Você percebe que a fermentação está em toda parte (Figura 3)? Graças a esse processo biotecnológico extremamente antigo, podemos comer pães fofinhos ou deliciosos iogurtes. Existem muitos usos para fermentação relacionados com alimentos.

Você já deve ter ouvido falar sobre o kefir, que é um laticínio produzido pela fermentação do leite. É feito a partir de tipos específicos de microrganismos, que produzem um produto cremoso que lembra o iogurte. Também é comum fermentar vegetais, como o repolho no chucrute e o kimchi, e isso pode produzir novos sabores incríveis. Por último, a produção de queijo, que muita gente adora, tem a fermentação como etapa fundamental [4].

fermentação
Figura 3. Esquema geral dos tipos de fermentação. (A) Na fermentação do ácido láctico, o açúcar lactose é transformado por bactérias como os Lactobacillus em produtos finais úteis, como ácido acético (vinagre), produtos lácteos fermentados (kefir, iogurte e queijo) e probióticos. (B) Na fermentação alcoólica, a glicose é transformada pela levedura Saccharomyces para produzir produtos como pães, remédios e biocombustíveis.

Existem três razões principais pelas quais a fermentação é importante para a produção de alimentos: aspectos transformadores, preocupações com a saúde e o prazer das nossas papilas gustativas. Por aspectos transformadores, entendemos a mudança de uma coisa – farinha, por exemplo – num produto que as pessoas desejam, como o pão.

Se um padeiro tentasse fazer pão sem usar fermento, o produto final teria uma consistência dura e pesada, em vez de ser fofo como esperamos que o pão seja. O gás CO2 produzido pela fermentação é fundamental para a textura e sabor do pão. Você já pensou que alguns microrganismos poderiam nos tornar mais saudáveis? Bem, probióticos são produtos capazes de fazer exatamente isso.

Os probióticos são microrganismos capazes de melhorar o bem-estar e a saúde intestinal. Ao fermentar os alimentos em nosso intestino, essas bactérias amigáveis ​​são capazes de crescer e inibir o crescimento de patógenos, resultando em um trato gastrointestinal mais saudável. Por fim, a fermentação pode agradar às nossas papilas gustativas, pois esse processo cria sabores novos e complexos, como os do iogurte e do queijo [5].

Além de seus usos no processamento de alimentos, a fermentação tem muitas outras aplicações biotecnológicas.

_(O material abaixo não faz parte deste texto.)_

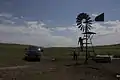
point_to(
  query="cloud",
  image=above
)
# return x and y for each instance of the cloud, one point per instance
(36, 33)
(5, 15)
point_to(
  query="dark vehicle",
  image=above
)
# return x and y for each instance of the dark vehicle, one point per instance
(33, 53)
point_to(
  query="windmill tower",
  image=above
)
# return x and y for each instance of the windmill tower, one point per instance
(84, 23)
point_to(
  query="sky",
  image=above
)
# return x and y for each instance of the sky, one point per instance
(51, 23)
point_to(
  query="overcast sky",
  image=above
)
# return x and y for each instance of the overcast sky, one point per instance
(52, 22)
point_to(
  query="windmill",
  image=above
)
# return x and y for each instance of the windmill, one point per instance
(84, 23)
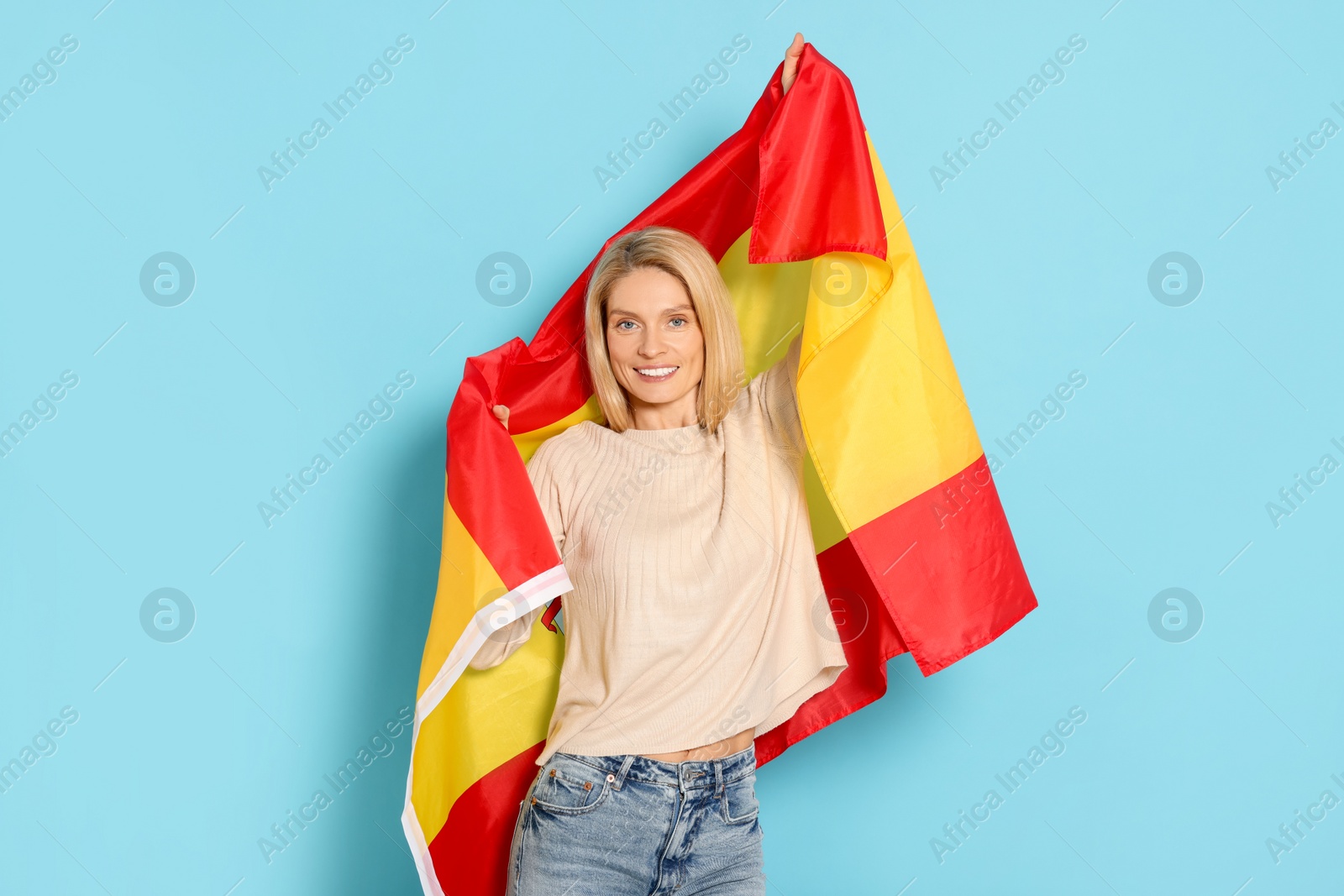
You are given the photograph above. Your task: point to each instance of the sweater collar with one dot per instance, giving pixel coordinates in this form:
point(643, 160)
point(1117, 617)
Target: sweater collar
point(678, 439)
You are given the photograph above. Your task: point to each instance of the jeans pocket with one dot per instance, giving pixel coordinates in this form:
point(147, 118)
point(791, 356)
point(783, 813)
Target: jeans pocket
point(569, 788)
point(739, 804)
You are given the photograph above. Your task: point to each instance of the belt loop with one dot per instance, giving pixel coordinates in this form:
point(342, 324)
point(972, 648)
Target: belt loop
point(625, 768)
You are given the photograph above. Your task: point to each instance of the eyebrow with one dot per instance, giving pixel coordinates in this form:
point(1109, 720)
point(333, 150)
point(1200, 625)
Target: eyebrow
point(665, 311)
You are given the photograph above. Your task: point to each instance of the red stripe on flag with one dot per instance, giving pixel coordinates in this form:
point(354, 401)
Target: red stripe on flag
point(947, 567)
point(470, 851)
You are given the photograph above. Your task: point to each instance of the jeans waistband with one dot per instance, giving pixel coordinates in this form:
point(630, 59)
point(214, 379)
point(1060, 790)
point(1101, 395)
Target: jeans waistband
point(687, 775)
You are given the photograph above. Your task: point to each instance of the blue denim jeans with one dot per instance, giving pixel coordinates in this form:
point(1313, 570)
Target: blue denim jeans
point(628, 825)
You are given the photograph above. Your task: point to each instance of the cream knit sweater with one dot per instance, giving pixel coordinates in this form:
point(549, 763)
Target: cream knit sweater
point(698, 609)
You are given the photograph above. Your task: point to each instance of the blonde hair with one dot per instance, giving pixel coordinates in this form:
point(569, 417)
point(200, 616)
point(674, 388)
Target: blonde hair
point(685, 258)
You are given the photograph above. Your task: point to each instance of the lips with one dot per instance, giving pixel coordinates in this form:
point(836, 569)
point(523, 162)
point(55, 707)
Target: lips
point(658, 374)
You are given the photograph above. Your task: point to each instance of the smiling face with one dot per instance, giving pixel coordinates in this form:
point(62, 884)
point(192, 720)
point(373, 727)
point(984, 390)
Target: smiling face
point(656, 347)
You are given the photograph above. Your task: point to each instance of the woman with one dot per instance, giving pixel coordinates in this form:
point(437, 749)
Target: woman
point(696, 620)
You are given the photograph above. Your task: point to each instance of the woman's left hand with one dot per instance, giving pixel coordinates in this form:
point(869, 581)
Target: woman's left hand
point(790, 62)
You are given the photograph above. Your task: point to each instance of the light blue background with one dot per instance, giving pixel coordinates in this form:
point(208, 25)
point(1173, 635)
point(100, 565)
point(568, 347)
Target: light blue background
point(363, 259)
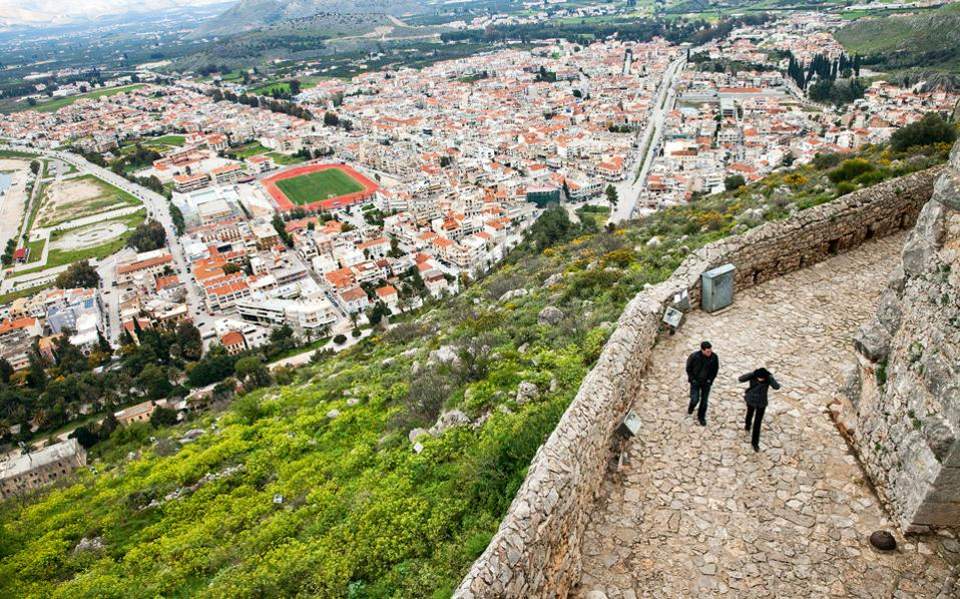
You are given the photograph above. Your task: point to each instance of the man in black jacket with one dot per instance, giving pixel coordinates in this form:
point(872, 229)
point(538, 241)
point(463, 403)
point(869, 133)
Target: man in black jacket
point(760, 381)
point(702, 368)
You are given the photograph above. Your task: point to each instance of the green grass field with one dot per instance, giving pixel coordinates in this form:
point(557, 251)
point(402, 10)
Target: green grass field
point(59, 103)
point(321, 185)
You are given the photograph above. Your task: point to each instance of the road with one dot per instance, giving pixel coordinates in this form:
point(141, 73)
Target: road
point(158, 209)
point(629, 189)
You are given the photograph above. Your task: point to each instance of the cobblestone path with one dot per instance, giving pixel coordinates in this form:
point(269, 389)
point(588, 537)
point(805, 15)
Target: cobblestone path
point(696, 513)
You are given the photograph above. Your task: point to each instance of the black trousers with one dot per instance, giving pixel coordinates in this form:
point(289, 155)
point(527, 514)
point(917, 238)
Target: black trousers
point(699, 393)
point(755, 415)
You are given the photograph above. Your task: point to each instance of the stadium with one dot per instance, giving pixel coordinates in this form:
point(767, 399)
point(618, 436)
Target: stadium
point(318, 187)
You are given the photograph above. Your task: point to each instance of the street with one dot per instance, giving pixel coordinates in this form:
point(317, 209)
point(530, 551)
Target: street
point(629, 189)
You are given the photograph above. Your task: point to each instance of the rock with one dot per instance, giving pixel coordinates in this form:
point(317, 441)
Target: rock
point(888, 311)
point(526, 391)
point(445, 354)
point(549, 316)
point(883, 540)
point(416, 434)
point(553, 279)
point(851, 386)
point(514, 294)
point(873, 342)
point(449, 420)
point(921, 247)
point(91, 544)
point(191, 435)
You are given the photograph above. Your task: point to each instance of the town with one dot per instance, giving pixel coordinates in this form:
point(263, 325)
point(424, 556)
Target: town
point(190, 203)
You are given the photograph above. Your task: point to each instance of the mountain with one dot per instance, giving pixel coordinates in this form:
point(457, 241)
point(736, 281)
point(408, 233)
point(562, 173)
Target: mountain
point(38, 13)
point(921, 45)
point(254, 14)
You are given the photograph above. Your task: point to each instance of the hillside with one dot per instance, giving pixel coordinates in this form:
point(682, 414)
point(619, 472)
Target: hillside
point(313, 486)
point(923, 43)
point(248, 15)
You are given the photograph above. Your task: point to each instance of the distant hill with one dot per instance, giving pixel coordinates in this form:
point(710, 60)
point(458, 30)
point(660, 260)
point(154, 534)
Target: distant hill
point(917, 45)
point(248, 15)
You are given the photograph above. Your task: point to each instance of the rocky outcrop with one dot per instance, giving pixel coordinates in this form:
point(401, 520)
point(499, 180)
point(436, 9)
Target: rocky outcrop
point(536, 551)
point(901, 406)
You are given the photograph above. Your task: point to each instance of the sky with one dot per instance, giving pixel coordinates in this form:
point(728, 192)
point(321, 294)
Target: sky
point(38, 12)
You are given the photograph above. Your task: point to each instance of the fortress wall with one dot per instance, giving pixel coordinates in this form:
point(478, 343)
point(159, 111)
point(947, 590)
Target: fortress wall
point(536, 551)
point(902, 405)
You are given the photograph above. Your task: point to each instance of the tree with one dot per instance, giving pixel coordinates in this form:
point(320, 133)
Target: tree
point(931, 129)
point(552, 227)
point(612, 195)
point(252, 372)
point(79, 274)
point(84, 437)
point(103, 344)
point(37, 373)
point(6, 370)
point(162, 416)
point(281, 229)
point(378, 312)
point(734, 182)
point(148, 236)
point(191, 342)
point(154, 381)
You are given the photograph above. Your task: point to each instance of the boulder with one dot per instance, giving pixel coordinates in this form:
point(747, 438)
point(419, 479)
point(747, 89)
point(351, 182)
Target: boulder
point(514, 294)
point(883, 540)
point(550, 316)
point(448, 420)
point(416, 434)
point(553, 279)
point(526, 391)
point(445, 354)
point(873, 342)
point(91, 544)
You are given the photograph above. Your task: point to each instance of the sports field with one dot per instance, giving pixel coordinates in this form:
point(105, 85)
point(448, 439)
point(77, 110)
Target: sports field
point(318, 187)
point(321, 185)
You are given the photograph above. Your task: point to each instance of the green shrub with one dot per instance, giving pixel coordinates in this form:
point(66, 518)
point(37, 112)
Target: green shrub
point(931, 129)
point(850, 169)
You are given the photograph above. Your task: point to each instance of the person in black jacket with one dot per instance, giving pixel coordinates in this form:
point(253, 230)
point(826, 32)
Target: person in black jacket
point(760, 381)
point(702, 368)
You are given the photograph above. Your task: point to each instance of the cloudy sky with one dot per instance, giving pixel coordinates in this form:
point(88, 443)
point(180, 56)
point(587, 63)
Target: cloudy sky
point(37, 12)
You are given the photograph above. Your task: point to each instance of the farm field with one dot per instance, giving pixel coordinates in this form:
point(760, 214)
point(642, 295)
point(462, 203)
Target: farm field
point(54, 105)
point(318, 186)
point(70, 199)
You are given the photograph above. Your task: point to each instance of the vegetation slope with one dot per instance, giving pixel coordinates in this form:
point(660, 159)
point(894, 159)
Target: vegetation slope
point(919, 46)
point(313, 488)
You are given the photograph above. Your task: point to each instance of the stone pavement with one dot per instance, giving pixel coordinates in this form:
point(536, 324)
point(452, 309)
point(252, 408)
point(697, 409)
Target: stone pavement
point(696, 513)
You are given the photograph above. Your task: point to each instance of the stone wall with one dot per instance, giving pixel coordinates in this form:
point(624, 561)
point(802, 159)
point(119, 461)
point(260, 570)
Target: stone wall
point(902, 404)
point(536, 551)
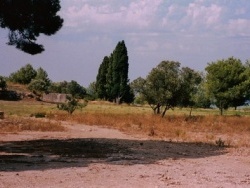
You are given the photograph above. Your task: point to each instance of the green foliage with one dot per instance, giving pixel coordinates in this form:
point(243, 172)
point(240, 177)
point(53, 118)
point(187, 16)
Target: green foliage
point(112, 78)
point(3, 84)
point(71, 105)
point(101, 79)
point(190, 81)
point(26, 20)
point(72, 88)
point(24, 75)
point(228, 83)
point(40, 83)
point(38, 86)
point(41, 74)
point(167, 86)
point(91, 92)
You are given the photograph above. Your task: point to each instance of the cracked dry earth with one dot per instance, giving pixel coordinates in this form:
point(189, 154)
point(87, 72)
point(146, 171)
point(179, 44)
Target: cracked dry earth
point(91, 156)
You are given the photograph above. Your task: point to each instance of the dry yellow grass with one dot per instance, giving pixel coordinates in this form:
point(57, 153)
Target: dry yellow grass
point(28, 124)
point(233, 130)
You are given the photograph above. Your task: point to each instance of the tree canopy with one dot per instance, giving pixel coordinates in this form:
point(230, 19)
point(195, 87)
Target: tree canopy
point(228, 83)
point(27, 19)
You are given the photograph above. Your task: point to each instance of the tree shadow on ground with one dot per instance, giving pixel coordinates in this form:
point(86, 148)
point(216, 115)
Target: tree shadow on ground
point(45, 154)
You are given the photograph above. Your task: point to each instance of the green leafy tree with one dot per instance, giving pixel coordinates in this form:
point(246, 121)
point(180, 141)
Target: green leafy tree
point(38, 86)
point(190, 81)
point(76, 90)
point(73, 88)
point(24, 75)
point(40, 83)
point(163, 86)
point(71, 105)
point(201, 98)
point(227, 83)
point(41, 74)
point(27, 19)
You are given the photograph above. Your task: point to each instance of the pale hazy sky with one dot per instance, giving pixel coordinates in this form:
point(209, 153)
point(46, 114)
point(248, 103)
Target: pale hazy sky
point(193, 32)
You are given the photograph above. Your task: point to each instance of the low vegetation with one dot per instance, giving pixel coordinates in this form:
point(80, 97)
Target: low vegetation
point(28, 124)
point(205, 125)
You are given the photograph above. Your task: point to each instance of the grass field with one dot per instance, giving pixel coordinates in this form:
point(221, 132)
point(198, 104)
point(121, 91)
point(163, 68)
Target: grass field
point(205, 125)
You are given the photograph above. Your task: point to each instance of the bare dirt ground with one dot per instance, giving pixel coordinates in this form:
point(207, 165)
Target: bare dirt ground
point(91, 156)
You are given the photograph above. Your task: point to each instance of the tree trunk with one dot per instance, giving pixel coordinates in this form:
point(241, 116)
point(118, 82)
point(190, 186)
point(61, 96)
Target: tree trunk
point(165, 110)
point(157, 109)
point(190, 112)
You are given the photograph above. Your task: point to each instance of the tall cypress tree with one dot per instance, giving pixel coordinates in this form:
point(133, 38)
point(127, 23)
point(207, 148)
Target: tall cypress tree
point(101, 79)
point(112, 78)
point(120, 72)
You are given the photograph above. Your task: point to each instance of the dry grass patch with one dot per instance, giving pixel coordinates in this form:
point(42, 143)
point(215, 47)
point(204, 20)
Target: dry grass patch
point(232, 130)
point(29, 124)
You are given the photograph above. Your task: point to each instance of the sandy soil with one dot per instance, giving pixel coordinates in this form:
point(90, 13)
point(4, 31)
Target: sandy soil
point(91, 156)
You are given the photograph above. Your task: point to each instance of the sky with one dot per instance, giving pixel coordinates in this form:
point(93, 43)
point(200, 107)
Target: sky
point(192, 32)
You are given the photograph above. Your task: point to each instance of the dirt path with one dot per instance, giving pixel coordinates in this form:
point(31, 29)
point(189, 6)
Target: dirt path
point(89, 156)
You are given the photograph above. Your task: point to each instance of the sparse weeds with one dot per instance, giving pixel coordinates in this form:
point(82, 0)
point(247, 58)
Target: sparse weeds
point(220, 142)
point(140, 120)
point(29, 124)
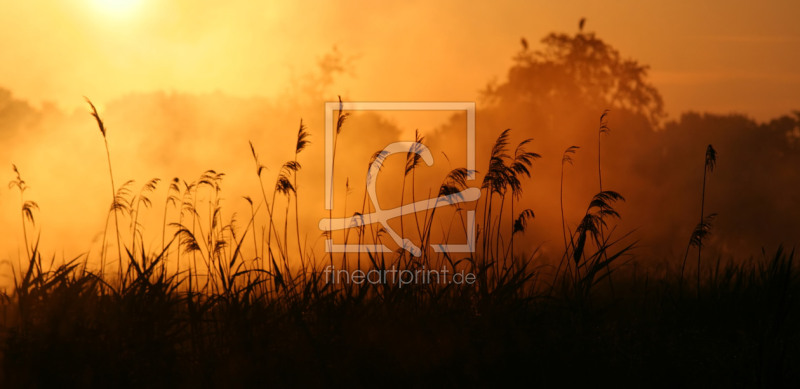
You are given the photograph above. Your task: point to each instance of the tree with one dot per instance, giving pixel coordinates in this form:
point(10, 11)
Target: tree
point(582, 71)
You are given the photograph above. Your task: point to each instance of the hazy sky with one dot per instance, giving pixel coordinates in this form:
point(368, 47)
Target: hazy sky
point(720, 56)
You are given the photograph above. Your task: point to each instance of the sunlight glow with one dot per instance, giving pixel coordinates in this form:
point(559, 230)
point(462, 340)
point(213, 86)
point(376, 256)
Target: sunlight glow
point(116, 7)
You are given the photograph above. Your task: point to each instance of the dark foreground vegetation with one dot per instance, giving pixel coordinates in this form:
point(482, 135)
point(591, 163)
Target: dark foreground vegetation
point(231, 319)
point(224, 304)
point(740, 329)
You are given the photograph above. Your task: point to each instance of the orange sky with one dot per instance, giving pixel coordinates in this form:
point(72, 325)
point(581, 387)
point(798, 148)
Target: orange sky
point(719, 56)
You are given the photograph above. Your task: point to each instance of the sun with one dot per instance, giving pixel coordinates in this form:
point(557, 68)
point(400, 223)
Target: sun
point(116, 7)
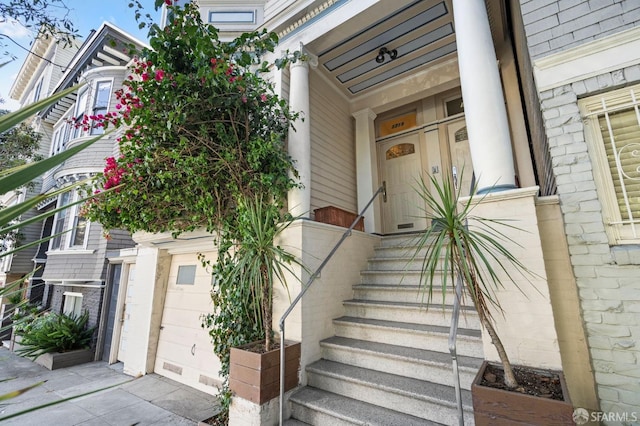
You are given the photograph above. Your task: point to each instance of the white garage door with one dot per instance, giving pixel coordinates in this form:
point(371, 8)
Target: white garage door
point(185, 352)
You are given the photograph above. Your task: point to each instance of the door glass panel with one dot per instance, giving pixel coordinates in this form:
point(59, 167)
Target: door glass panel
point(400, 150)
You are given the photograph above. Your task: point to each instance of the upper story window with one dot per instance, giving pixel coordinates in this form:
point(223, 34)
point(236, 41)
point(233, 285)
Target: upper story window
point(612, 122)
point(100, 103)
point(81, 106)
point(61, 136)
point(69, 220)
point(59, 222)
point(38, 91)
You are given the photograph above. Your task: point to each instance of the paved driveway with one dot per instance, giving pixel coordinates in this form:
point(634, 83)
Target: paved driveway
point(127, 401)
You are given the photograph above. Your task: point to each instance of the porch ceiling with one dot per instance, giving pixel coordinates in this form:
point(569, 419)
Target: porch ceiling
point(416, 35)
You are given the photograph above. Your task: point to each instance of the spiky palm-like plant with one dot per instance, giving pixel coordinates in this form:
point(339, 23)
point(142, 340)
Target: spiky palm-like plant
point(460, 244)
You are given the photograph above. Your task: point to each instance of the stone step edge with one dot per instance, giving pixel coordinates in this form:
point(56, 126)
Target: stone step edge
point(468, 363)
point(379, 384)
point(465, 333)
point(377, 410)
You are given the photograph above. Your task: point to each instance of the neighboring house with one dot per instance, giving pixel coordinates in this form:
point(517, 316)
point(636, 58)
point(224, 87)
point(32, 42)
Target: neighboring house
point(537, 99)
point(36, 80)
point(73, 270)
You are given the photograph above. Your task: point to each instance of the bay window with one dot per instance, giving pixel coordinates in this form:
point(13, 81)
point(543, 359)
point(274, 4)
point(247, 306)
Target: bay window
point(100, 103)
point(612, 123)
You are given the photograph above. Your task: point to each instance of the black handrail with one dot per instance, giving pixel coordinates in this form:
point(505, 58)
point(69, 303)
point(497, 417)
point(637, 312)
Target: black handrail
point(382, 190)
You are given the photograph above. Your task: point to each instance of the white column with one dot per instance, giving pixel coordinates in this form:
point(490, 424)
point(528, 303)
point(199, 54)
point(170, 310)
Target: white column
point(300, 139)
point(485, 113)
point(366, 168)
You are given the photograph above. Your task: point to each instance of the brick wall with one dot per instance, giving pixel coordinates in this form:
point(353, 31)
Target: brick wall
point(607, 277)
point(555, 25)
point(91, 300)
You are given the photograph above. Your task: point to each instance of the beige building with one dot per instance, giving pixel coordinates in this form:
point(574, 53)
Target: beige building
point(529, 98)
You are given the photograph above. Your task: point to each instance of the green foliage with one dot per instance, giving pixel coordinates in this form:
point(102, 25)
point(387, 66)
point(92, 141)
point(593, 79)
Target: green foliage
point(18, 145)
point(46, 16)
point(202, 129)
point(249, 263)
point(475, 252)
point(17, 177)
point(52, 332)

Os cientistas utilizam a fermentação para produzir alguns dos medicamentos que tomamos quando ficamos doentes, tais como medicamentos que podem destruir ou inibir o crescimento de bactérias e vírus nocivos (antibióticos e medicamentos antivirais). Por exemplo, foi durante o processo de fermentação que fungos do gênero Penicillium produziram um dos primeiros antibióticos a serem descobertos, a penicilina, que salvou muitos milhares de vidas [6].

Você já imaginou micróbios sendo usados ​​para produzir combustíveis? Quando as pessoas colocam etanol em seus carros, elas desfrutam de mais um benefício da fermentação microbiana. Etanol combustível é biocombustível, uma alternativa à gasolina considerada uma fonte renovável de energia. Ou seja, pode ser reabastecido rápida e infinitamente sem a necessidade de perfurar para obter petróleo como fonte.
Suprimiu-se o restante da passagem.